David Cameron’s conservatism is further expressed in his desire to increase ‘localism’ and to build upon the liberal strand of conservatism: ‘What the State can usefully do’, said JS Mill, ‘is to make itself a central depository, and active circulator and diffuser, of the experience resulting from many trials’. When a Tory espouses Mill, a Liberal can rejoice. The Conservative Party’s ‘Social Justice Policy Group’ was established to encourage initiatives by various local organisations, including charities and churches, and to examine which governmental functions presently exercised at Westminster may be placed in the hands of local government made more accountable to the local electorate.

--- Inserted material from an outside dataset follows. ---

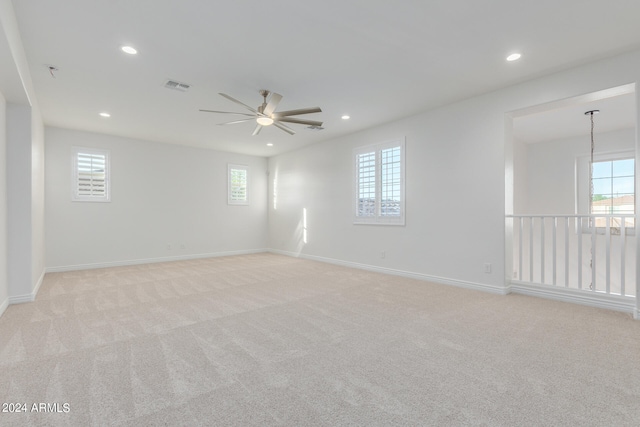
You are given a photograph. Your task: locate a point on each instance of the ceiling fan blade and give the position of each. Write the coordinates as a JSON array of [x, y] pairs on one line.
[[272, 104], [227, 112], [284, 128], [300, 121], [297, 112], [253, 110], [235, 121]]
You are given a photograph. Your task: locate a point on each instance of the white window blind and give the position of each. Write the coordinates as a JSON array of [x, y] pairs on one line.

What Liberal Democrat could oppose that?

All of these policies are intrinsic to and consistent with a programme of Compassionate Conservatism for they are all concerned with theo-political matters of social justice and the imperative of loving one’s neighbour.

And loving does not demand liking.

But loving does demand engagement, understanding and tolerance of those whose personality we do not like or of whose worldview and beliefs we disapprove.

Not all Christians are the Cameron sort of Christian, that is of ‘a fairly classic Church of England faith, a faith that grows hotter and colder by moments’. But it is this expression of Anglicanism which will now bring him to Downing Street: it does not seek to polarise by setting one moral or political philosophy over another; it seeks consensus in accordance with its traditional via media, or, in the words of the preface to the 1662 Prayer Book, ‘to keep the mean between the two extremes’.

David Cameron’s approach is moderate: it is consonant with his paternalistic Anglicanism that the Liberal Democrats can be embraced as part of his ‘broad church’. It was observed last year that ‘Cameron is not an enigma, he’s an Anglican’, which ‘gives him considerable (some would say contemptible) flexibility as far as dogma is concerned’. But his constant appeal to Disraeli stems from his awareness that under Margaret Thatcher the Conservative Party was perceived to have a harsh attitude towards the poor. His ‘Compassionate Conservatism’ has a distinct focus on those who have little, with policies on health and education in particular to ensure ‘social justice’.

We are on the brink of an economic crisis. Carpe diem.

The post mortem on the election campaign is for another day.